Tuesday, 10 July 2012

Parole Evidence Admissible to Prove a Trust

The "parole evidence" rule is well known: extrinsic evidence of parties' intention "is not admissible to add to, subtract from, vary, or contradict" express contractual terms.  However, there is an exception to every rule and this particular one is said to have a myriad of exceptions, including use of extrinsic evidence to resolve an ambiguity, to establish a term implied by custom, or to establish a collateral contract.

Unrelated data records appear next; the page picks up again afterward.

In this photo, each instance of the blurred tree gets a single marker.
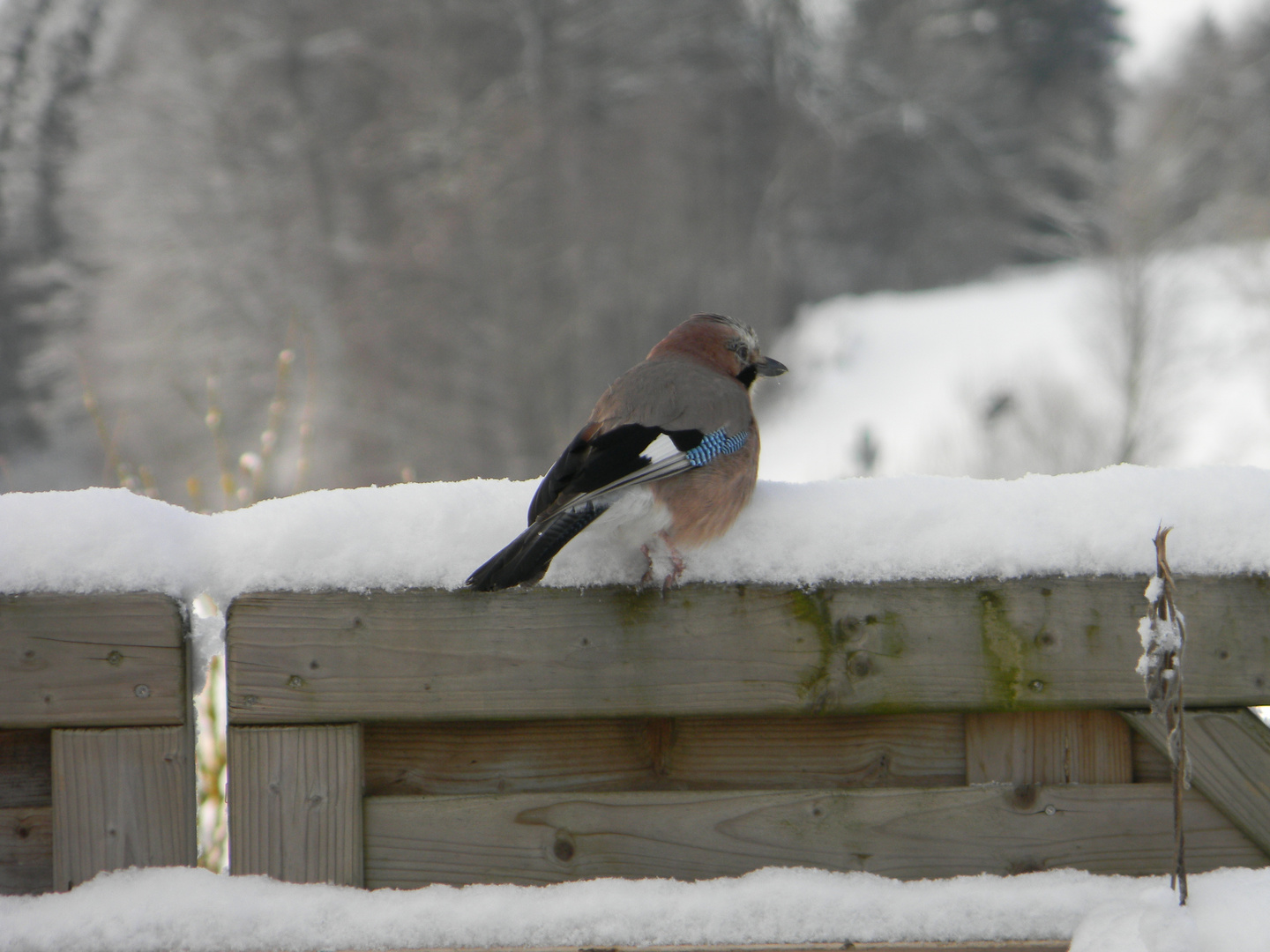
(467, 216)
(972, 133)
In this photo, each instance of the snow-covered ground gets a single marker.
(144, 911)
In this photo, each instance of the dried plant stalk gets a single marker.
(1163, 639)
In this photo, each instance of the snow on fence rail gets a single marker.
(914, 729)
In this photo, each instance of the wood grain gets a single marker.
(1229, 758)
(894, 648)
(1048, 747)
(26, 850)
(903, 833)
(122, 798)
(295, 802)
(686, 753)
(90, 660)
(26, 768)
(1149, 766)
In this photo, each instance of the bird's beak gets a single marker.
(767, 367)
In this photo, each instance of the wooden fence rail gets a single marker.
(908, 729)
(97, 763)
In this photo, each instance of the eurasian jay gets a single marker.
(673, 438)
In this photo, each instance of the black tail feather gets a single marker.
(528, 555)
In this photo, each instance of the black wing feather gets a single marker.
(588, 464)
(591, 462)
(530, 554)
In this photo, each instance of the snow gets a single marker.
(920, 371)
(193, 909)
(915, 371)
(433, 534)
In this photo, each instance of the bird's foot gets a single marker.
(672, 579)
(646, 579)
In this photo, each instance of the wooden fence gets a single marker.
(907, 729)
(97, 763)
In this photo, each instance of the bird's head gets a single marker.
(721, 343)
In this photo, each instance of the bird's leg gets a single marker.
(672, 580)
(648, 573)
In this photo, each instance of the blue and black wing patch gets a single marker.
(577, 490)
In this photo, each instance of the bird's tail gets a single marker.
(528, 555)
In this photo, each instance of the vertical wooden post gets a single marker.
(295, 801)
(122, 796)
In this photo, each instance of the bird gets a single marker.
(672, 442)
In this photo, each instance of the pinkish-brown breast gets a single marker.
(705, 502)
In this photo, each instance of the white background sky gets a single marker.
(1154, 26)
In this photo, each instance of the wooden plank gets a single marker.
(975, 946)
(90, 660)
(686, 753)
(531, 838)
(26, 768)
(1229, 756)
(1048, 747)
(826, 752)
(1149, 766)
(894, 648)
(295, 802)
(26, 850)
(122, 798)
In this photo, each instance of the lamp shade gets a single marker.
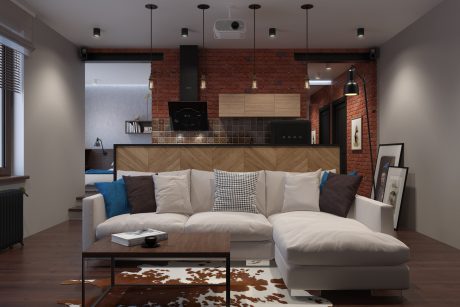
(351, 88)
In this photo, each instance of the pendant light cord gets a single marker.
(306, 43)
(204, 54)
(151, 36)
(254, 47)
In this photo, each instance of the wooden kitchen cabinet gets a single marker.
(259, 105)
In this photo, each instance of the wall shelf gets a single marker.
(138, 127)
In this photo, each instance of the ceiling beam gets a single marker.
(87, 55)
(337, 57)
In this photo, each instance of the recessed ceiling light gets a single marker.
(96, 32)
(184, 32)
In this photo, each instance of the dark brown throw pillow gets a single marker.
(141, 193)
(339, 193)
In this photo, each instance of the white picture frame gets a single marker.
(356, 134)
(388, 155)
(394, 190)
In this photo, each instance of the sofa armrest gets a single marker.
(374, 214)
(93, 214)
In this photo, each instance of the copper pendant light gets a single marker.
(306, 7)
(151, 7)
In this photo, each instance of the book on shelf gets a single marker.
(132, 238)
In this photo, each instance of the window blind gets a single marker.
(11, 69)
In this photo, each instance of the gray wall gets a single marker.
(53, 129)
(106, 109)
(419, 104)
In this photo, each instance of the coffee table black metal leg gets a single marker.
(227, 283)
(83, 281)
(112, 272)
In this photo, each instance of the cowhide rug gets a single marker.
(250, 286)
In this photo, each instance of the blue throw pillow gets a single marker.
(115, 198)
(323, 181)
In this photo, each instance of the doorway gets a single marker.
(339, 130)
(324, 126)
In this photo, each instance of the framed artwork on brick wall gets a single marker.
(388, 155)
(356, 134)
(394, 190)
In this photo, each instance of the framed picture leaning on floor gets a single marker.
(356, 134)
(388, 155)
(394, 190)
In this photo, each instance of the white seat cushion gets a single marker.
(318, 238)
(169, 222)
(242, 226)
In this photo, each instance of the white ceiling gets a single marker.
(125, 23)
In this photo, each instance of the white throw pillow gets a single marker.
(172, 194)
(235, 191)
(301, 192)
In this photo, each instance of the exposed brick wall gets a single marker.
(230, 71)
(357, 159)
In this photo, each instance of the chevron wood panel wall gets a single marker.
(160, 158)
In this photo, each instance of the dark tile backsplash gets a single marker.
(221, 131)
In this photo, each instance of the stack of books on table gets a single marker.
(132, 238)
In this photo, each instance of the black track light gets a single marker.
(184, 32)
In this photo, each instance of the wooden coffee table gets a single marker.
(178, 246)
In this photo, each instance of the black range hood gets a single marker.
(189, 60)
(189, 114)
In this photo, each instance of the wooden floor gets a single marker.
(31, 276)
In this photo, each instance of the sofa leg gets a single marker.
(263, 262)
(297, 292)
(387, 293)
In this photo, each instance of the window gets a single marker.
(11, 74)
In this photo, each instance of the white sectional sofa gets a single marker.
(313, 250)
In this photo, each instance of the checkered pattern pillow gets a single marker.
(235, 192)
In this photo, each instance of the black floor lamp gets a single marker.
(351, 88)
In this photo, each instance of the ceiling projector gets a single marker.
(229, 29)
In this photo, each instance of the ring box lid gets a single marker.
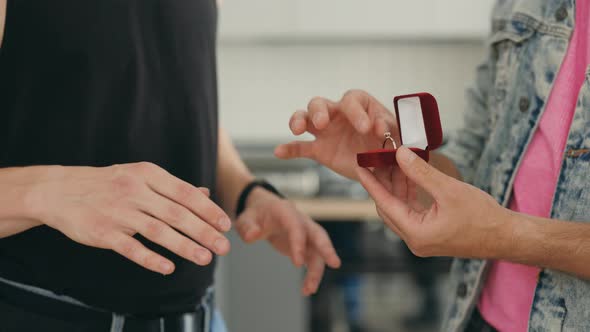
(418, 121)
(419, 127)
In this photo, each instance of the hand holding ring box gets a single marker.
(419, 126)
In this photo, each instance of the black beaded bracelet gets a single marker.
(241, 206)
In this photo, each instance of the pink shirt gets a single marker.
(507, 296)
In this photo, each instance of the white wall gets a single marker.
(261, 85)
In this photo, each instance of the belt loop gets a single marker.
(207, 303)
(117, 323)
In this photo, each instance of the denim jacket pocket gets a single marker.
(507, 45)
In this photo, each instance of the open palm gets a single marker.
(342, 129)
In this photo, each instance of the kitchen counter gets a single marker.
(338, 209)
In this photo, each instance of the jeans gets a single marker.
(13, 317)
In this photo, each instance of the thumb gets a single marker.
(248, 227)
(421, 173)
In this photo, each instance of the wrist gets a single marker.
(514, 231)
(38, 191)
(22, 199)
(253, 192)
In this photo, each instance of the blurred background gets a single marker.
(274, 56)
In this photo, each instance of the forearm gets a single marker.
(548, 243)
(232, 174)
(16, 211)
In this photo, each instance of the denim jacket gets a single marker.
(528, 42)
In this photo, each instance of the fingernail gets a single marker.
(224, 223)
(407, 156)
(298, 123)
(362, 125)
(166, 267)
(251, 230)
(317, 118)
(202, 256)
(220, 245)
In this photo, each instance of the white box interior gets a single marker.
(411, 122)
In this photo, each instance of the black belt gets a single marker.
(98, 320)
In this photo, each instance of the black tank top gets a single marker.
(103, 82)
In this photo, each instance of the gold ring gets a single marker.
(389, 138)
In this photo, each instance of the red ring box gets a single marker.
(419, 126)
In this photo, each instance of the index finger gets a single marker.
(187, 195)
(354, 105)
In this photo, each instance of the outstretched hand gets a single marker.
(354, 124)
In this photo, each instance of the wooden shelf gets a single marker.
(337, 210)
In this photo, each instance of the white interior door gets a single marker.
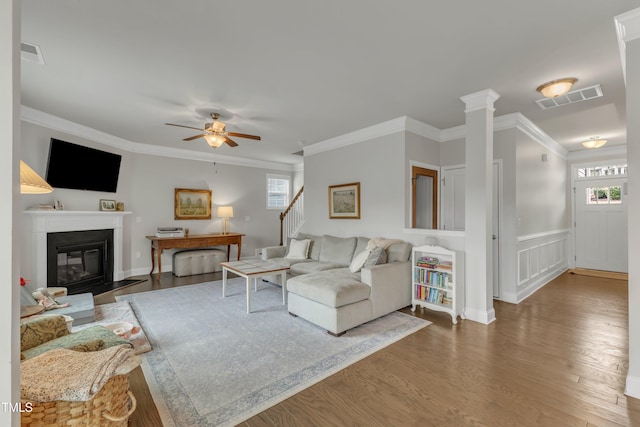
(452, 199)
(601, 224)
(453, 188)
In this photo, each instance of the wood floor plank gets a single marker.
(559, 358)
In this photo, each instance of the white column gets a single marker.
(478, 205)
(628, 26)
(9, 216)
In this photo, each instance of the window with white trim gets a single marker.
(605, 170)
(278, 191)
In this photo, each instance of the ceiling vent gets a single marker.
(31, 52)
(572, 97)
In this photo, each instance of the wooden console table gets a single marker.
(158, 244)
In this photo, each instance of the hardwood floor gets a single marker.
(558, 358)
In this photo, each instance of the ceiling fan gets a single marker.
(215, 133)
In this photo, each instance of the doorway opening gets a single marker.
(424, 198)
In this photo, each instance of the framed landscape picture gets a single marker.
(107, 205)
(192, 204)
(344, 201)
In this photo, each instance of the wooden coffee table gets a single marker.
(253, 269)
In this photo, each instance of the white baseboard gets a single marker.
(632, 388)
(480, 316)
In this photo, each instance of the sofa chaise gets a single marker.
(339, 283)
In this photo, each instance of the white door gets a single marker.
(453, 187)
(601, 224)
(453, 199)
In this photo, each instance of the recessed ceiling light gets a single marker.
(556, 88)
(594, 142)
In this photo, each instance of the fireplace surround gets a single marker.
(41, 223)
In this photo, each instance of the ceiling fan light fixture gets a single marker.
(594, 142)
(214, 141)
(556, 88)
(218, 126)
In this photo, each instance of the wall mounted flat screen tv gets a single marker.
(82, 168)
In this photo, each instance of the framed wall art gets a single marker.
(107, 205)
(192, 204)
(344, 201)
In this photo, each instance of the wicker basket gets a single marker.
(108, 408)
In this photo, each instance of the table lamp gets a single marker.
(225, 212)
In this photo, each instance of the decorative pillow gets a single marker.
(377, 256)
(359, 260)
(94, 345)
(298, 249)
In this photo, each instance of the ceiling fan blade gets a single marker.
(183, 126)
(244, 135)
(230, 142)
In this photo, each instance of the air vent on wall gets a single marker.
(31, 52)
(572, 97)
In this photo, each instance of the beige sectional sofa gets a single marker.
(341, 282)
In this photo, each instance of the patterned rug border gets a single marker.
(156, 368)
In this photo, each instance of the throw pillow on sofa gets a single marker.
(298, 249)
(377, 256)
(358, 261)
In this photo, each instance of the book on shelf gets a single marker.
(431, 277)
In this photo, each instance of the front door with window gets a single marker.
(601, 224)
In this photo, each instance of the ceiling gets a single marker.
(299, 72)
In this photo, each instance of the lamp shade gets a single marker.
(225, 211)
(31, 182)
(556, 88)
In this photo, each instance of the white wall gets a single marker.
(633, 157)
(541, 188)
(146, 187)
(152, 204)
(379, 166)
(9, 214)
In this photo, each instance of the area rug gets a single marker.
(214, 364)
(119, 312)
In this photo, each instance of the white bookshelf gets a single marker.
(437, 282)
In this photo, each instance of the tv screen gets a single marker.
(82, 168)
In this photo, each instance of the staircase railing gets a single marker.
(292, 218)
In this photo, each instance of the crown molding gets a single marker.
(529, 128)
(598, 153)
(422, 129)
(627, 29)
(40, 118)
(381, 129)
(511, 121)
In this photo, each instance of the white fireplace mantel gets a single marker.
(54, 221)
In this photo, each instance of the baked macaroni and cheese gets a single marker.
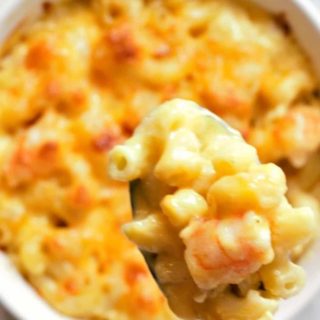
(215, 219)
(79, 79)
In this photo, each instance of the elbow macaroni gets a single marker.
(209, 241)
(77, 81)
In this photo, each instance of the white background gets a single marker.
(310, 312)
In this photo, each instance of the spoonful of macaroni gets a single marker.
(213, 223)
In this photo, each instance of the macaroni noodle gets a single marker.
(214, 238)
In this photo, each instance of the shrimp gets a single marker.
(226, 251)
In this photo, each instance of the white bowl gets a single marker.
(15, 293)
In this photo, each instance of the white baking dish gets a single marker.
(22, 300)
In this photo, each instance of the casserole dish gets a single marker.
(18, 296)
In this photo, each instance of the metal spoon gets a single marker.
(140, 198)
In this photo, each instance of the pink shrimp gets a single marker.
(228, 250)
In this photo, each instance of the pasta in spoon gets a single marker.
(213, 222)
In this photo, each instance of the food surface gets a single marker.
(215, 219)
(78, 80)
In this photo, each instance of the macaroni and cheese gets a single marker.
(219, 220)
(79, 79)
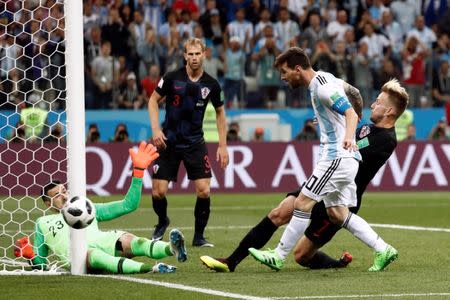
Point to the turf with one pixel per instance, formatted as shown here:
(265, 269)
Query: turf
(422, 267)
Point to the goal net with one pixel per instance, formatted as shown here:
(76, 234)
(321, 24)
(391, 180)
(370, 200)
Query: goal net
(33, 127)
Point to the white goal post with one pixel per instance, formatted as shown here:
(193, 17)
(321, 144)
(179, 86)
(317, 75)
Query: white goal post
(41, 68)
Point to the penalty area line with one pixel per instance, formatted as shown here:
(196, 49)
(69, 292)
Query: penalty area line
(181, 287)
(365, 296)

In a recent decision in Bradshaw v. Stenner, 2012 BCCA 296, the court, after reviewing a number of venerable English and Canadian authorities, concluded that another recognized exception to the parole evidence rule is admissibility of extrinsic evidence to prove a trust:
[153]     In my opinion, the parol evidence rule and the entire agreement clause cannot be invoked by the appellant to exclude the oral evidence of the trust because, as in Marlborough ([1894] 2 Ch. 133) with respect to the Statute of Frauds, to do so would permit the parol evidence rule to be used as an instrument of fraud.  In cases in which a trust is alleged and proven, I consider that the correct approach is to conclude that the parol evidence rule has no application.  If the trust is proven, the court must consider any impact its terms may have on title and must also consider any accounting that arises between the parties.  
...
[157]     Because it was the intention of the parties that the appellant would take title to the property as a trustee only, the legal means they employed to achieve that result were of no importance.  Creation of the trust was the overriding purpose.  To borrow a phrase used in Ali, the “form of transfer” cannot be relied upon by the appellant to defeat the trust.  The appellant had obligations under the trust that she cannot avoid by relying on words in the printed-form contract used by the parties out of legal necessity (or what Mr. Stenner saw as legal necessity) in its implementation.  I consider this to be the proper application of the fundamental principle of law stated by Lindley L.J. in Rochefoucauld ([1897] 1 Ch. 196).  That principle, as Professor Waters points out and which the cases I have cited collectively support, has been with us for more than a century.  We have been cited no authority that entertains a contrary view of the law, or in which it is suggested that the principle should not have modern application.  
Notably, the court held that the presence of the "entire contract" clause, which would typically exclude any extra-contractual representations, did not apply to proving a trust.